How should we understand the fear and fascination elicited by accounts of communicable disease outbreaks that proliferated, following the emergence of HIV, in scientific publications and the mainstream media? The repetition of particular characters, images, and story lines - of Patients Zero and superspreaders, hot zones and tenacious microbes - produced a formulaic narrative as they circulated through the media and were amplified in popular fiction and film. The 'outbreak narrative' begins with the identification of an emerging infection, follows it through the global networks of contact and contagion, and ends with the epidemiological work that contains it. Priscilla Wald argues that we need to understand the appeal and persistence of the outbreak narrative because the stories we tell about disease emergence have consequences. As they disseminate information, they affect survival rates and contagion routes. They upset economies. They promote or mitigate the stigmatizing of individuals, groups, locales, behaviors, and lifestyles. Wald traces how changing ideas about disease emergence and social interaction coalesced in the outbreak narrative. She returns to the early years of microbiology - to the identification of microbes and 'Typhoid Mary', the first known healthy human carrier of typhoid in the United States - to highlight the intertwined production of sociological theories of group formation ('social contagion') and medical theories of bacteriological infection at the turn of the twentieth century. Following the evolution of these ideas, Wald shows how they were affected by - or reflected in - the advent of virology, Cold War ideas about 'alien' infiltration, science-fiction stories of brainwashing and body snatchers, and the HIV/AIDS pandemic. "Contagious" is a cautionary tale about how the stories we tell circumscribe our thinking about global health and human interactions as the world imagines - or refuses to imagine - the next Great Plague.
發表於2024-11-14
Contagious 2024 pdf epub mobi 電子書 下載
圖書標籤: 傳播學 社會 人類學 話語 解殖 英文 社會學 新自由主義
"Suffering and death should not be accepted as inevitable in one place and unthinkable in another." 流行病的汙名化,歸根結底還是一個全球不平等問題啊。

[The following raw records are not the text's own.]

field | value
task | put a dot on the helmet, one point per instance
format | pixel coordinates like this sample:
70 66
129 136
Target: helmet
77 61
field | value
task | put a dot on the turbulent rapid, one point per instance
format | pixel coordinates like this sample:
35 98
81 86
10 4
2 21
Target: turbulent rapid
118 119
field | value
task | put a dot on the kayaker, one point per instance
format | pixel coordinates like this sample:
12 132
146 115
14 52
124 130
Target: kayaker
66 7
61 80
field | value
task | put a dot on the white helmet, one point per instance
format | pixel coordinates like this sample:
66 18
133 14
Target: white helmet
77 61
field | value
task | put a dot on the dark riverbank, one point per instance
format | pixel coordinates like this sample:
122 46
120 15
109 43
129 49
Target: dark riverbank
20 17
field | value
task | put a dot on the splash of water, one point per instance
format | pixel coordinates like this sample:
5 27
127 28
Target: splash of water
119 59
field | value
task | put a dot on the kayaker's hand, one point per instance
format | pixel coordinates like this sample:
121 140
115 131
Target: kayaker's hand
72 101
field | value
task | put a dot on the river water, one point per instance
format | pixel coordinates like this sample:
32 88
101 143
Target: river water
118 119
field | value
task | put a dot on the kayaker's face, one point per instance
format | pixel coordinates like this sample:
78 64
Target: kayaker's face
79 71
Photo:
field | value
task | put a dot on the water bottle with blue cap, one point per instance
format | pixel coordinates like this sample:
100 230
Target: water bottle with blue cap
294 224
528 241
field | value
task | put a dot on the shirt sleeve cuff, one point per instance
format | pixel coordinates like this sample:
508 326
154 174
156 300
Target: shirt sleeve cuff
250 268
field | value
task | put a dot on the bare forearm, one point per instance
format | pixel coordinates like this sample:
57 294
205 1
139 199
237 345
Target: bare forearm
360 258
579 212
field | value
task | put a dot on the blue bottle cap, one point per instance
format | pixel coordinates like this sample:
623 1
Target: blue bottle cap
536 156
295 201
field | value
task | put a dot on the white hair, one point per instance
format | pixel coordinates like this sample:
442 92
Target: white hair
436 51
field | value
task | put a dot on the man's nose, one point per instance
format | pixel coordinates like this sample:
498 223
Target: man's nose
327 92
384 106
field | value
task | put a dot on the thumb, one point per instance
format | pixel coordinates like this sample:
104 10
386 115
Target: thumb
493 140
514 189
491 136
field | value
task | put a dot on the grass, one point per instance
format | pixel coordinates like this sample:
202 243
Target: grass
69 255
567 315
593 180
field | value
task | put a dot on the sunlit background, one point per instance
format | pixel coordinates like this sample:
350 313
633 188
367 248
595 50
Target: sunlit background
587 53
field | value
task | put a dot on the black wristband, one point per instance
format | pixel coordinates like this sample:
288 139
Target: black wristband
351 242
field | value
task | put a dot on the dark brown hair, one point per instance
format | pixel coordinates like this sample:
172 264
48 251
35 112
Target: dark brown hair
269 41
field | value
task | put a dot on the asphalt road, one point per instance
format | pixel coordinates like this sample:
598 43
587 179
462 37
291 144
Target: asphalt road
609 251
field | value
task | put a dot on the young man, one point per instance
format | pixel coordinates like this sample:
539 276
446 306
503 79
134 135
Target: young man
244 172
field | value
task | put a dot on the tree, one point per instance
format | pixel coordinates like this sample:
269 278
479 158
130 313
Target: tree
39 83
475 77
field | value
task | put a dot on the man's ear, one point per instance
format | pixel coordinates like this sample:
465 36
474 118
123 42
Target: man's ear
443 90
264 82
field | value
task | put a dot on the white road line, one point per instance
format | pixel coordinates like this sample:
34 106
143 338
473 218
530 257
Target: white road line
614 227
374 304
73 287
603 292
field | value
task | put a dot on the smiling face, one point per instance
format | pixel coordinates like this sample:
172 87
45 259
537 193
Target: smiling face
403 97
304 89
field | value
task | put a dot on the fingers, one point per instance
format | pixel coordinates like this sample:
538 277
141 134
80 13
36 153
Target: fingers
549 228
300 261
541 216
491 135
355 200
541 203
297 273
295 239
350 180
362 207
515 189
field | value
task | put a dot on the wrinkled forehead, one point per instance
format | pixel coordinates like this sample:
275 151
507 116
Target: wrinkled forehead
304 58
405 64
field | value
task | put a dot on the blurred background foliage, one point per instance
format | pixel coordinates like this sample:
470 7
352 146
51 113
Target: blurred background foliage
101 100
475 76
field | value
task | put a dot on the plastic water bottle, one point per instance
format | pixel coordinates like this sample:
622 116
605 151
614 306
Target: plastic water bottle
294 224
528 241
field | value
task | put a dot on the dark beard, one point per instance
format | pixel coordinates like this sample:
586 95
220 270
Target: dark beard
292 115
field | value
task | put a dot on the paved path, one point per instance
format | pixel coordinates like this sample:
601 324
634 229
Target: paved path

評分"Suffering and death should not be accepted as inevitable in one place and unthinkable in another." 流行病的汙名化,歸根結底還是一個全球不平等問題啊。
評分研究Outbreak narrative的必讀作品。
評分The outbreak narrative study stresses how the social discourses form the authority of science and deflect the attention towards the structure problems throughout contagions. 作者整理“爆發敘事”的文本錶述並還原其協同形成流行病學話語的經過,析齣“零號病人”汙名背後的內涵。它不過是基於種族、地域、gender、政治而設的他者恐懼。“傷寒瑪麗”的故事生動地反映社會變遷之際對邊界外的恐懼如何詮釋“傳染”如何規訓群體內部。作者呼籲,這類話語讓人看不到傳染病背後的全球不平等、北對南的壓迫及社會中的結構性問題,傳達齣強烈的社會關懷。
評分The outbreak narrative study stresses how the social discourses form the authority of science and deflect the attention towards the structure problems throughout contagions. 作者整理“爆發敘事”的文本錶述並還原其協同形成流行病學話語的經過,析齣“零號病人”汙名背後的內涵。它不過是基於種族、地域、gender、政治而設的他者恐懼。“傷寒瑪麗”的故事生動地反映社會變遷之際對邊界外的恐懼如何詮釋“傳染”如何規訓群體內部。作者呼籲,這類話語讓人看不到傳染病背後的全球不平等、北對南的壓迫及社會中的結構性問題,傳達齣強烈的社會關懷。